I have following file, it's a config file for ssh.
Host vps2 # Linode
HostName xxx.xx.xx.xxx
User foo_user
Host vps3 # Vultr
HostName xxx.xx.xx.xxx
User foo_user
Host vps4
HostName xxx.xx.xx.xxx
User foo_user
Host vps5
HostName xxx.xx.xx.xxx
User foo_user
Host vps6
HostName xxx.xx.xx.xxx
User foo_user
Host vps7 # DigitalOcean
HostName xxx.xx.xx.xxx
User foo_user
Host vps8 # GCP
HostName xxx.xx.xx.xxx
User foo_user
Host pi
HostName xxx.xx.xx.xxx
User pi
# OLD SHALL NOT BE USED
Host vps13
HostName xxx.xx.xx.xxx
User foo_user
Host vps14-old
HostName xxx.xx.xx.xxx
User foo_user
Host vps4-old
HostName xxx.xx.xx.xxx
User foo_user
Host vps15-old
HostName xxx.xx.xx.xxx
User foo_user
Host vps11-old
HostName xxx.xx.xx.xxx
User foo_user
I need to print alias that start with vps*
, below (copied) snippets will exactly do that.
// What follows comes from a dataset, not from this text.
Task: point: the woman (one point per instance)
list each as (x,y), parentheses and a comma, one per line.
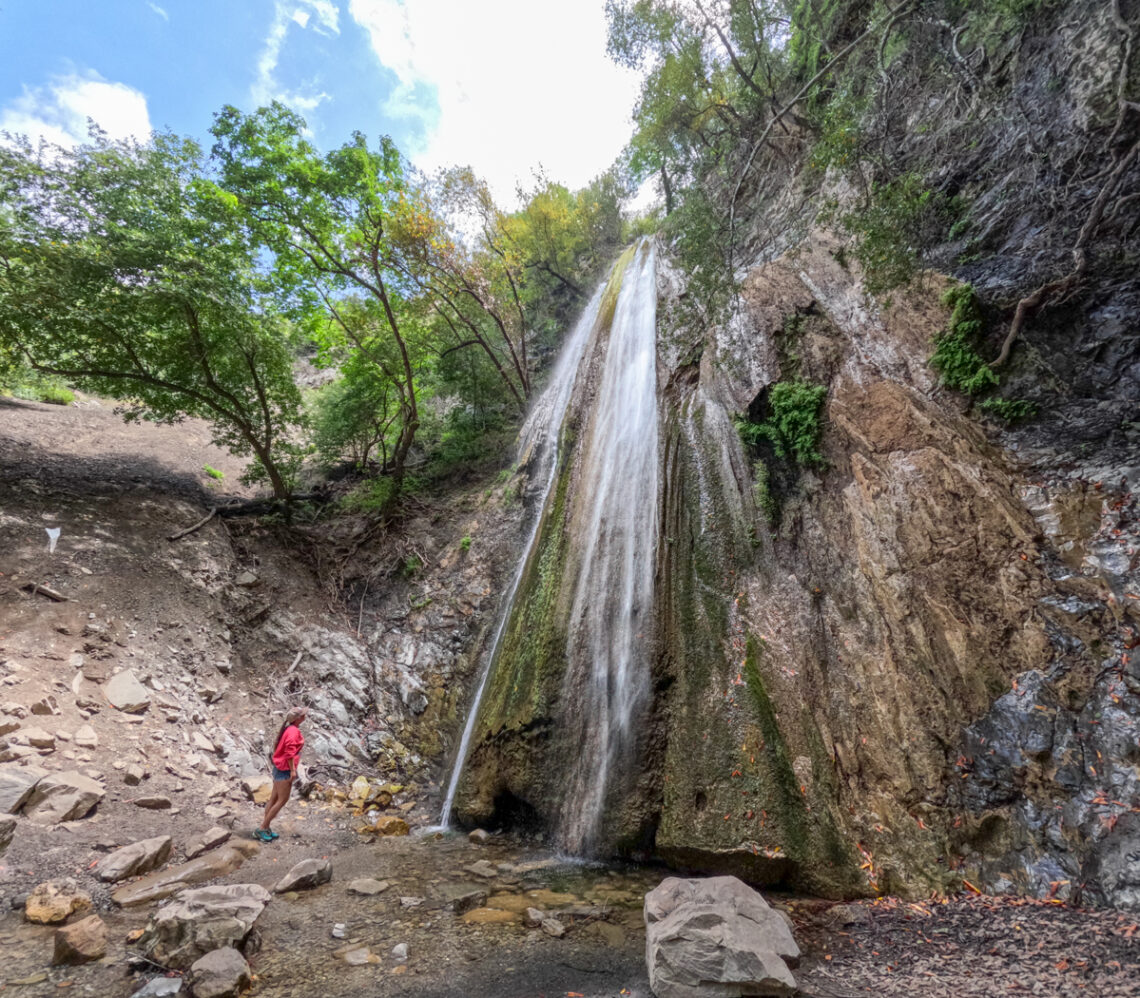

$ awk '{for(i=1;i<=NF;i++){if($i~/^vps/){print $i}}}' $HOME/.ssh/config
vps2
vps3
vps4
vps5
vps6
vps7
vps8
vps3-old
vps4-old
vps5-old
vps11-old
Now I want to print all alias that has no -old
suffix, adding | grep -v old
works.
$ awk '{for(i=1;i<=NF;i++){if($i~/^vps/){print $i}}}' $HOME/.ssh/config | grep -v "old"
vps2
vps3
vps4
vps5
vps6
vps7
vps8
Is there any cleaner way ? Preferably involving only 1 tools, I tried playing with awk
command to no avail.
You could add a $i!~/-old$/
condition to the awk
command:
awk '{for(i=1;i<=NF;i++){if($i~/^vps/ && $i!~/-old$/){print $i}}}' ~/.ssh/config
(Note: I prefer ~
over $HOME
when it's not in double-quotes, just in case of weird characters in the path.)